Он отнял руки от лица и откинул её волосы.
– Пока я снова тебя не встретил, я не написал ни одного музыкального произведения. Ни одного.
Она вспомнила его слова в ту ночь, когда они впервые встретились: "Я никогда больше не буду писать музыку".
Этьен постоянно говорил, что никогда больше не будет рисовать, а через несколько дней или недель усердно брался за работу с новыми силами.
В тот вечер в "Палладиуме" Грейс уверенно ответила Дилану, что однажды он снова будет писать музыку. Тогда она его не поняла.
Он сжал в руке её длинные, распущенные волосы.
– А потом появилась ты и дала мне надежду.

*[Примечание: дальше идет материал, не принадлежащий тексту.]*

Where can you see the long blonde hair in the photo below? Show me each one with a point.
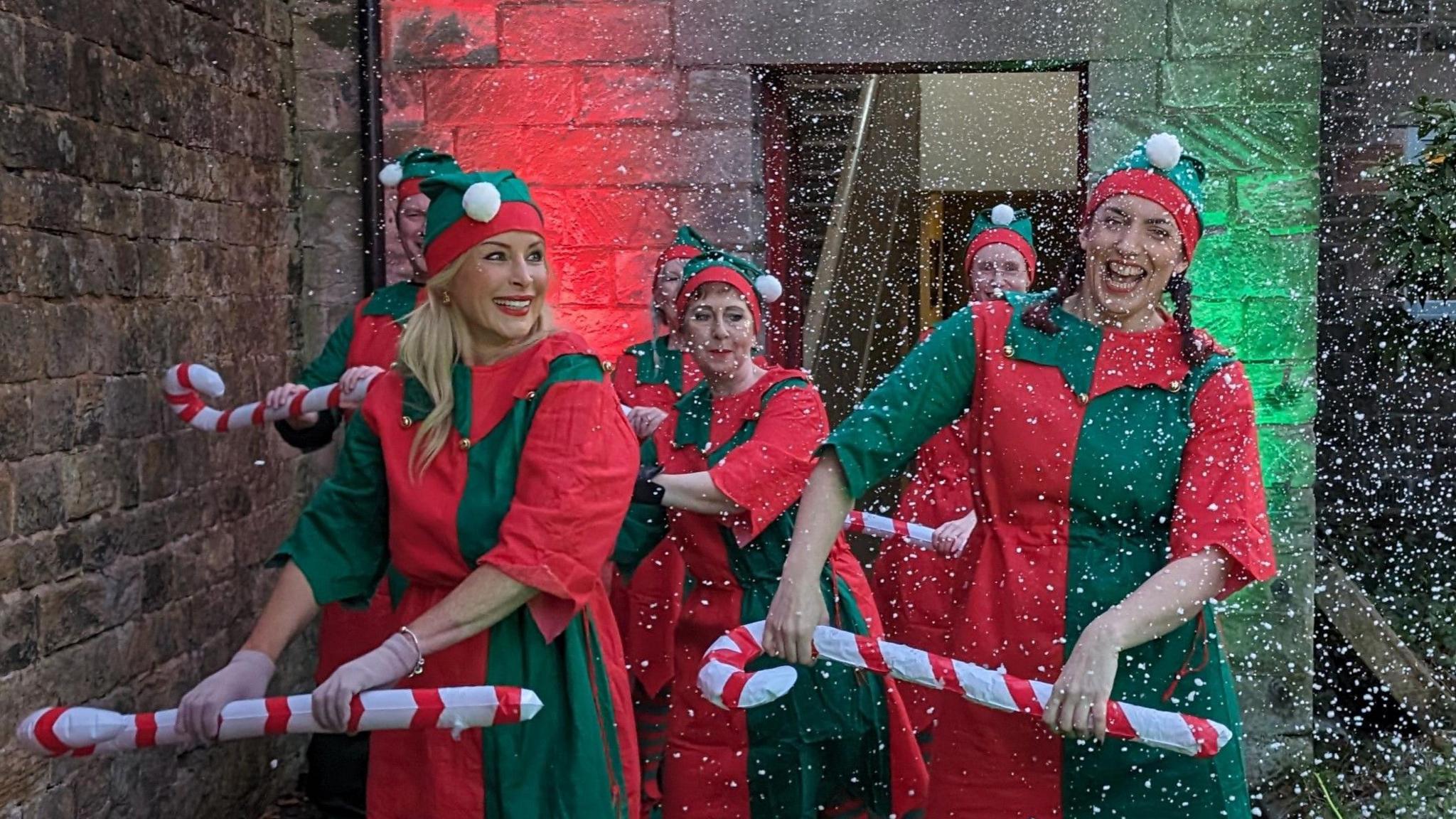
(436, 338)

– Дилан, я здесь ни при чём. – Она склонилась над ним и коснулась рукой его щеки. – Это всё ты. Ты не представляешь, насколько ты силён духом!
– Силён? – Он покачал головой. – Ради бога, в ту ночь, когда мы встретились, я пытался покончить с собой. Это самый малодушный и трусливый поступок, который только можно представить.

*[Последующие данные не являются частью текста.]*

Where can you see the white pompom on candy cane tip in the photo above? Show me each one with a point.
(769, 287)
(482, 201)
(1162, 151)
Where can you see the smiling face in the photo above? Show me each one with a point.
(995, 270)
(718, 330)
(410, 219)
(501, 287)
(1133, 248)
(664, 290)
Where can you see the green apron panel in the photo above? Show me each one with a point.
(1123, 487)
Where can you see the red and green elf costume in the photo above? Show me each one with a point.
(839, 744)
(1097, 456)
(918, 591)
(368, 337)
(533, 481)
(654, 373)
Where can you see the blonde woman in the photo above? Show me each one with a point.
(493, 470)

– У нас всех есть свои слабости, Дилан, но ты доказал, что силён духом. Ты нашёл волю к жизни, когда эта самая жизнь превратилась в ад, и всё, что у тебя осталось – это надежда. – Она сделала паузу, затем добавила: – Мой муж был капризным, подверженным резким, необъяснимым переменам настроения. Он был прекрасным человеком, но позволил слабостям одержать верх, и вскоре они стали диктовать ему условия.

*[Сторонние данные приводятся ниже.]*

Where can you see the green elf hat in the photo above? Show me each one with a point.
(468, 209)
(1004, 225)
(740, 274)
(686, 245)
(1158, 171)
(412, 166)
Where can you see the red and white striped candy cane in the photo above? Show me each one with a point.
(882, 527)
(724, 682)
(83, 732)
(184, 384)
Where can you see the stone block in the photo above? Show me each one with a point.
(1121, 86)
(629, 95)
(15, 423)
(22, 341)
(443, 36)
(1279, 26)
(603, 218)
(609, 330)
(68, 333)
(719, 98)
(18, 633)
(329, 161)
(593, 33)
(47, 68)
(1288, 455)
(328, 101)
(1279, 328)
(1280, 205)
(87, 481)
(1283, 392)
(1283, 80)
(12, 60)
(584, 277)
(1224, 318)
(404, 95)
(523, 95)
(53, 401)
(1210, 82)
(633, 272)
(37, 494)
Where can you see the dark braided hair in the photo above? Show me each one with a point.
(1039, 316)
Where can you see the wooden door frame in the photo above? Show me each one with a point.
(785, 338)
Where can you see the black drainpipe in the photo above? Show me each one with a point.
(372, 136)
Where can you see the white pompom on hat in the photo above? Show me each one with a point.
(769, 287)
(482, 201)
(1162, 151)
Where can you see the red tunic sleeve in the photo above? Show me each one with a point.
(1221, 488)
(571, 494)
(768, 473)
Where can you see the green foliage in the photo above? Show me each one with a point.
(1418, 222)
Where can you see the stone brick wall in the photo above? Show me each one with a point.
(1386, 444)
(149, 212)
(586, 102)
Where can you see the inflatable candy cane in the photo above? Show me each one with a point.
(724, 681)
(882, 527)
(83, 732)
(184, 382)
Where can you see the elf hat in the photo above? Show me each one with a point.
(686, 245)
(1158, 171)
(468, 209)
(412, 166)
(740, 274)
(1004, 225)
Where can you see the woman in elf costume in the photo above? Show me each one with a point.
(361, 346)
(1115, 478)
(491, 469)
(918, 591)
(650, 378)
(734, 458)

– То же самое можно сказать и обо мне, Грейс.
– Нет. Между вами есть одно большое различие. Я ушла от мужа не потому, что у него были слабости, а потому, что у него не хватило воли с ними бороться. Он потерял надежду. Если бы я осталась, то тоже бы её потеряла, и он бы меня уничтожил. Этьен умер год спустя.
– Грейс. – Дилан притянул её к себе и поцеловал. – Грейс, я не знаю более сострадательного человека, чем ты. Всякий раз, когда я с тобой, ты меня успокаиваешь. Твой голос, – сказал он и коснулся её горла. – Твои зелёные глаза. Зелёные и лучистые. – Дилан коснулся кончиками пальцев её ресниц. – Когда я увидел их при дневном свете, то подумал, что они напоминают мне весну. Ты успокаиваешь шум в моей голове. Прошлой ночью я выспался впервые за пять лет. Когда я с тобой, шум становится тише, и я слышу музыку.
Она улыбнулась.
– Я думала, ты просто похотливый и занимаешься со мной любовью. Умасливаешь, чтобы затащить в постель.
– И это тоже. – Дилан усадил её на себя и дерзко улыбнулся ей в лунном свете. – И сработало же, – сказал он, расстёгивая её ночную рубашку. – Разве нет?
– Дилан, прекрати, – прошептала она, оглядываясь по сторонам и пытаясь стянуть вместе края ночной рубашки. Это оказалось бесполезным, потому что он уже стягивал её с плеч Грейс. – Нет! Только не здесь!